CONROY: Well we should as much as possible, but we should go one step back from what you just said, which is if we actually calculate a full life of cost for a product, we’ll find that Australian made goods are competitive with international examples. So the example that you used around trains, the EDI Downer railyards in my electorate, they lost the opportunity to build the new trains, but they’re spending lots of time doing rewiring and fixing up faulty welding and manufacturing done in China. If the State Government had just ordered the trains to be built at Cardiff in the first place, those trains would have been cheaper.
So it’s not even about having to pay more. It’s about comparing apples with apples and saying the Australian made product will be cheaper over the life cycle, and by the way it will lead to more Australian jobs and more income tax in this country, therefore the Australian Government would be better off.
TURTON: So what is this Fair Go Procurement Framework that Anthony Albanese’s been talking about?
CONROY: So there’s 10 points. Some of the really big ones are establishing a Future Made in Australia Office within the Department of Finance to really drive the change in culture in Canberra. Enshrining in law the procurement rules so that departments can’t ignore them.
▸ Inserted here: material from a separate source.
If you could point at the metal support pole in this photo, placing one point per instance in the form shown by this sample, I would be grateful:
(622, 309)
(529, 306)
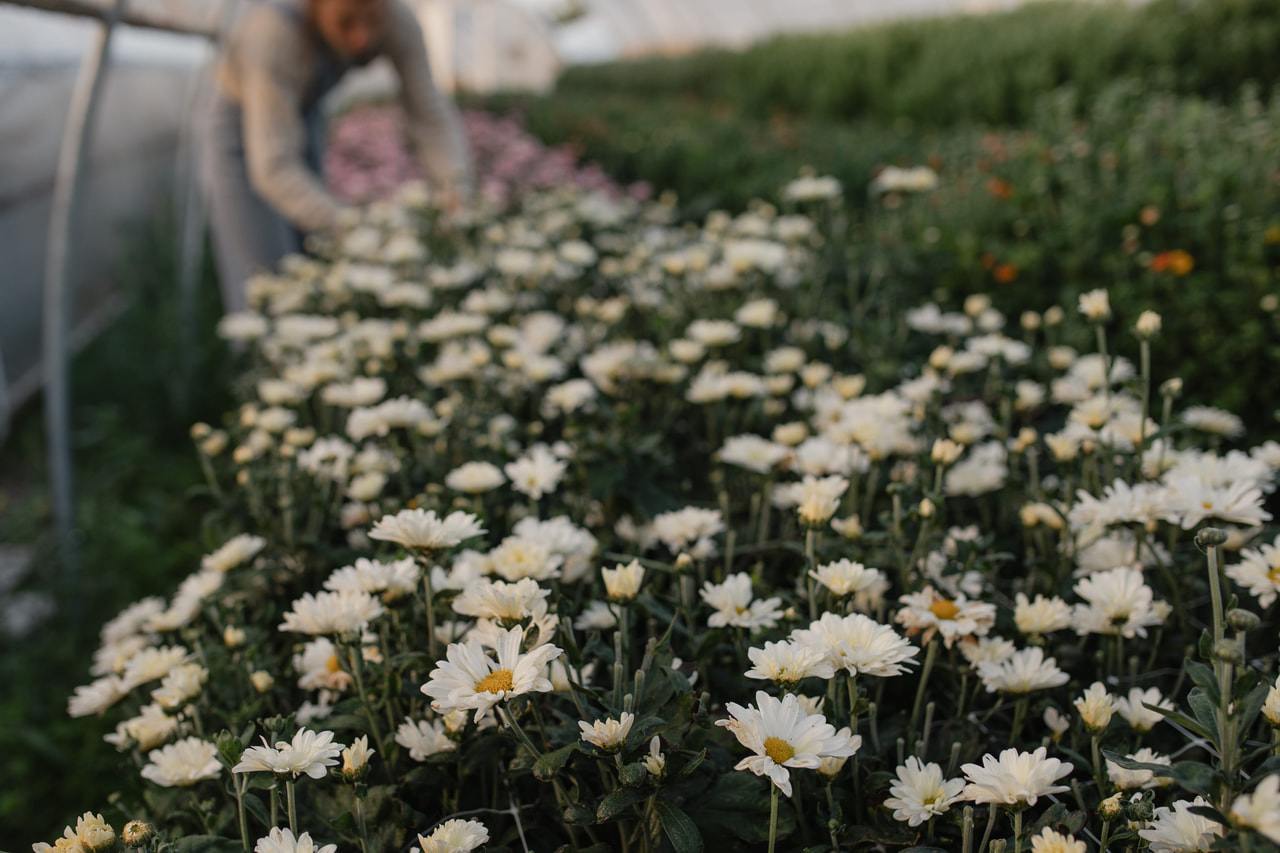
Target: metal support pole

Establishing a Secure Australian Jobs Code - so one of the problems we’ve got is even when the Government buys Australian, they might be buying off someone who doesn’t employ Australians. They might be employing people on backpacker visas or are not paying the right award wages, so changing that. Breaking down the packages – so instead of going out to the market and saying ‘we want this product that’s worth $5 billion’ saying ‘well if we change the tender specs slightly, this is three products worth $1.5 billion’ which might mean that it’s more attractive to Australian companies. Establishing a preference for small businesses, and establishing a preference for companies owned and run by First Nation Australians.
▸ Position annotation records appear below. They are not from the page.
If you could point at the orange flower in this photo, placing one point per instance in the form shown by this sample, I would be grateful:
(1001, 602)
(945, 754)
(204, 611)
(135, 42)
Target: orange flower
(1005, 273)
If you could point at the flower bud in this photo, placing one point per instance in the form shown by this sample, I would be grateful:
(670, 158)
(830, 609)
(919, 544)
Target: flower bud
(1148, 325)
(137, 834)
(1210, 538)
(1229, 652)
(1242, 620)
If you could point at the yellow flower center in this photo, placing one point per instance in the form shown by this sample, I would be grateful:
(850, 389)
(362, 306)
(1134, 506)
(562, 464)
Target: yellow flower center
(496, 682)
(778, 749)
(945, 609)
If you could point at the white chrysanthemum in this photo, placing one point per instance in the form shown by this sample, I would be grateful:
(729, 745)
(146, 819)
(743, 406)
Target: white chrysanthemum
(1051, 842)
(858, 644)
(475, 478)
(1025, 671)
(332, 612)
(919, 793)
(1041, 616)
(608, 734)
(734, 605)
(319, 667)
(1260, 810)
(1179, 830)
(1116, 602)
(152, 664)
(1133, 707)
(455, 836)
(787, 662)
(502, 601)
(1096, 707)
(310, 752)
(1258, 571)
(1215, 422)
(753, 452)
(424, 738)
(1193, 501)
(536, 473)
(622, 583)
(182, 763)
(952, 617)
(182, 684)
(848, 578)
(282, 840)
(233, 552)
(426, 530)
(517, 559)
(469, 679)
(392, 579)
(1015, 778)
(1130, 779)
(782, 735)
So they’re really some of the key parts of it, but it really just goes back to changing the culture in Canberra because you can have the best will in the world, but unless you actually get the public service to listen to the government of the day, we won’t get more Australian jobs. And that is what this is all about. This is about increasing jobs in areas like the Hunter.
TURTON: Do we also need to clarify what ‘made in Australia’ means? Is it from imported and local ingredients and all of that crap they carry on with?
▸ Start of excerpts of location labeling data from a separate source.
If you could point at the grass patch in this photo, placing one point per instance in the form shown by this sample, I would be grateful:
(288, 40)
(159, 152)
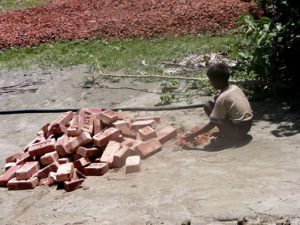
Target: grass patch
(133, 54)
(22, 4)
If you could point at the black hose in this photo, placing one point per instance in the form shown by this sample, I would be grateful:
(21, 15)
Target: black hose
(165, 108)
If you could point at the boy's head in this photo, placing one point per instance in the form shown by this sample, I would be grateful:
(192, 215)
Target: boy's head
(218, 75)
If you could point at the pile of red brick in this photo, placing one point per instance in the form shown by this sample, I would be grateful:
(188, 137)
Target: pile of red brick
(88, 143)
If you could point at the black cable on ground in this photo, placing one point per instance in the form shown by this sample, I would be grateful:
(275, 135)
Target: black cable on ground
(162, 108)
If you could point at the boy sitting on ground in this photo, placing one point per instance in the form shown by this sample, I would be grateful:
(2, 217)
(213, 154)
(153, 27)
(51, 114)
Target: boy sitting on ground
(230, 112)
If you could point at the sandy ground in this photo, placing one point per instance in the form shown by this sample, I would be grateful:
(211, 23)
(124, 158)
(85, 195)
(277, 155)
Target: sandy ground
(260, 178)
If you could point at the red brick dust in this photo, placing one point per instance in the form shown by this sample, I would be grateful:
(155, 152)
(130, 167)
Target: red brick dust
(78, 19)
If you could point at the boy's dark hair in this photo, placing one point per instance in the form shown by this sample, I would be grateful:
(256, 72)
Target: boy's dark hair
(219, 71)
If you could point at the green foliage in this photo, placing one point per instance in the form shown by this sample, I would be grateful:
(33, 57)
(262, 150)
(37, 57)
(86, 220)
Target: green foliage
(269, 46)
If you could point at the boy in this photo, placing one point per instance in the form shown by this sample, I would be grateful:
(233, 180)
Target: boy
(230, 112)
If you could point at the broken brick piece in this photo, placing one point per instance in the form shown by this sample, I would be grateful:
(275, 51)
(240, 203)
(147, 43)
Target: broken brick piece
(148, 148)
(133, 164)
(119, 124)
(49, 158)
(64, 172)
(108, 116)
(82, 162)
(73, 184)
(97, 126)
(85, 121)
(96, 169)
(47, 181)
(15, 184)
(72, 130)
(63, 119)
(166, 134)
(142, 123)
(8, 165)
(41, 148)
(27, 170)
(102, 138)
(8, 175)
(128, 132)
(147, 133)
(109, 152)
(155, 118)
(63, 160)
(120, 156)
(82, 139)
(57, 129)
(25, 157)
(43, 173)
(128, 142)
(88, 151)
(61, 145)
(14, 157)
CONROY: Well that’s absolutely right, and that’s what a Future Made in Australia Office will help with. Because to give you an example in the defence area I work with, the French submarines that we are no longer buying, the current Government tried to argue that French business executives staying in Adelaide hotels or having English lessons was Australian content. That’s not Australian content. They might be spending a little bit of money in Australia and employing people, that’s great, but that’s not establishing Australian companies, transferring skills, and building capability in this country.
So measuring it is critical. We’ve spent, as I said, almost $200 billion every three years is spent by the Federal Government, and we still don’t measure what is Australian content properly. And if you can’t measure it, you can’t set goals that can be enforced.
TURTON: Pat Conroy, I appreciate you coming on, thank you.
CONROY: Not a problem, have a great afternoon. Bye.